---
title: "Conversion options and performance"
output: rmarkdown::html_vignette
vignette: >
  %\VignetteIndexEntry{Conversion options and performance}
  %\VignetteEngine{knitr::rmarkdown}
  %\VignetteEncoding{UTF-8}
---

```{r, include = FALSE}
knitr::opts_chunk$set(collapse = TRUE, comment = "#>", eval = FALSE)
```

Docling's defaults favor quality. When you process many documents, or know
something about your inputs, a few options trade quality for speed -- or buy you
images and higher resolution.

## The Python backend

doclingr wraps the Docling Python library through reticulate. Install the backend
once into a managed environment, then restart R:

```{r}
library(doclingr)

install_docling()         # creates an "r-docling" virtualenv
# ...restart R...
docling_available()       # TRUE
```

The deep-learning models (layout, tables, OCR) download on first conversion and
are cached afterwards. To control where they are stored, set the Hugging Face
cache before the first conversion:

```{r}
Sys.setenv(HF_HOME = "~/.cache/doclingr-models")
```

## OCR

OCR reads text from scanned pages and images. It is on by default.

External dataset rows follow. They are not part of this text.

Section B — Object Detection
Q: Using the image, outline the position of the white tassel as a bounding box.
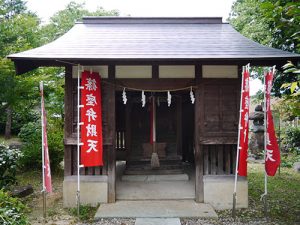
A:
[190,87,195,104]
[142,91,146,107]
[167,91,172,107]
[122,88,127,105]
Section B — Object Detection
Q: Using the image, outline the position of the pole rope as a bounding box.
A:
[232,64,249,220]
[40,81,46,222]
[76,64,81,218]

For
born-digital PDFs (exported from Word, LaTeX, etc.) the text layer is already
present, so turning OCR off is a large, safe speed-up:

```{r}
doc <- docling_convert("born-digital.pdf", ocr = FALSE)
```

Leave OCR on for scans, photographs of documents, or anything where text is
"painted" into an image.

## Table structure: accurate vs. fast

```{r}
# Best structure (default) -- complex, spanning, nested tables
docling_convert("report.pdf", table_mode = "accurate")

# Quicker -- clean grids, large batches
docling_convert("report.pdf", table_mode = "fast")
```

## Hardware acceleration

Pick the device the models run on, and optionally the CPU thread count:

```{r}
docling_convert("report.pdf", device = "mps")               # Apple Silicon
docling_convert("report.pdf", device = "cuda")              # NVIDIA GPU
docling_convert("report.pdf", device = "cpu", num_threads = 8)
```

`device = "auto"` (the default) lets Docling choose.

## Images and figures

By default images are not retained, which keeps results small. Ask for them when
you want to save figures or work with page images:

```{r}
doc  <- docling_convert("paper.pdf", images = TRUE, images_scale = 2)
figs <- docling_figures(doc, image_dir = "figures")
figs
```

`images_scale = 2` renders at roughly twice 72 DPI; raise it for crisper figure
exports at the cost of memory.

## Batch conversion

Pass a vector of sources to convert them in one batch; the result is a named
list of documents:

```{r}
docs <- docling_convert(
  c("a.pdf", "b.docx", "c.html"),
  ocr        = FALSE,
  table_mode = "fast"
)

length(docs)
docs[["a.pdf"]]
```

## A pragmatic recipe

For a large pile of born-digital reports where you mostly care about text and
tables:

```{r}
docs <- docling_convert(
  list.files("reports", pattern = "[.]pdf$", full.names = TRUE),
  ocr        = FALSE,      # no scans
  table_mode = "fast",     # clean grids
  device     = "auto"
)
```

Then chunk and embed as shown in `vignette("rag")`.